[ This article was first published in the November, 2008, issue of
Larry’s Final Cut Pro Newsletter. Click here to subscribe. ]
Rich Roddman, of CMR Studios, writes:
I have been doing a lot of web video that the is shot on green screen. I bring the files into Final Cut as Pro Res media @ 1920 x 1080. My final output will be 640 x 480. (I use the 1080 so I can adjust the size for wide shot to close ups and anywhere in between as needed) If I have my master timeline (Square pixels & Progressive) at 720 x 480 I can playback with an orange bar, but if I make the timeline 640 x 480 in get a red line and need to render to see anything.

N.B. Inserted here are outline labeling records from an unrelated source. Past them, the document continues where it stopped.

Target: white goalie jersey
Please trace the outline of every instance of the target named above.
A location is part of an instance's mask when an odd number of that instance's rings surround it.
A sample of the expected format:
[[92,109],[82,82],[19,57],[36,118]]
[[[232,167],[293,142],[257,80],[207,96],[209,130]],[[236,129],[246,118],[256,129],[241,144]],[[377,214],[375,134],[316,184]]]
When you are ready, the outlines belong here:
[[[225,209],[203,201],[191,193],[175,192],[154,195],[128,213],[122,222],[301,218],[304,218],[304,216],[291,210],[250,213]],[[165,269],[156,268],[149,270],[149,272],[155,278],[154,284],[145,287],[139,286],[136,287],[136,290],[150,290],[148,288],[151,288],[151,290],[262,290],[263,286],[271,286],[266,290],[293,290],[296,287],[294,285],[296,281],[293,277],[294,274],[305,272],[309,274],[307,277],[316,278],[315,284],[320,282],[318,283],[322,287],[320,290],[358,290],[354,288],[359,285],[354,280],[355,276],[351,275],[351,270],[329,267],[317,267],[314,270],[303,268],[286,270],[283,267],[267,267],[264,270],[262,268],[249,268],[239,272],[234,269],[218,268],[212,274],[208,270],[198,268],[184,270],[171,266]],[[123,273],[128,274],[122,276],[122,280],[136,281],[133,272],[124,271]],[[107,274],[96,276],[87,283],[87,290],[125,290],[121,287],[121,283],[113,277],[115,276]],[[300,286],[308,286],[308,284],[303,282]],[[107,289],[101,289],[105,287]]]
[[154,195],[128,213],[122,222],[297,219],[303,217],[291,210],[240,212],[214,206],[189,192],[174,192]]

I don’t understand why the aspect ratio set at NTSC (4:3) causes a full render to be needed but NTSC DV (3:2) can playback?
Larry replies: Rich, my guess is that this is because 720 x 480 is a video format designed for real-time playback inside Final Cut, while 640 x 480 is a video format designed for the web that can be played back only after compression is complete.
MORE PLAYBACK PROBLEMS
Derek Casari, of Fox Post, writes:
My question involves 1920 x 1080 resolutions. I had a couple of test clips made for me:
Here’s the deal. Only one file played back without motion artifacts when imported into just ProTools. That was the Apple Photo JPG at 170 mb/s. The other Apple Photo JPG at the higher data rate and the H.264 both showed artifacts. All of these were 24 fps and 1920 x 1080. I’m thinking that the data rates are the issue and maybe I’ll just have to empirically create a number of files to find one that plays back without problems, which seem to be temporal aliasing. BTW, is Apple Photo JPGA different than regular photo JPGA? I’m trying to avoid the GOP codecs because of the issues they have with sync and frame boundaries. Any suggestions on a codec AND data rate for playback of a QT movie imported into Protools at 1920 x 1080 would be a big help.
Larry replies: Derek, it depends upon how your video was shot.
Motion JPEG-A is designed to work with interlaced footage.
Photo-JPEG is designed to work with progressive images.
Both have a reasonably small data-rate, yet are easy to uncompress without taxing the playback system. This is critical because you want your computer to spend its time running ProTools, not in decoding compressed video.
H.264 uses GOP compression and requires serious computer horse-power to decode.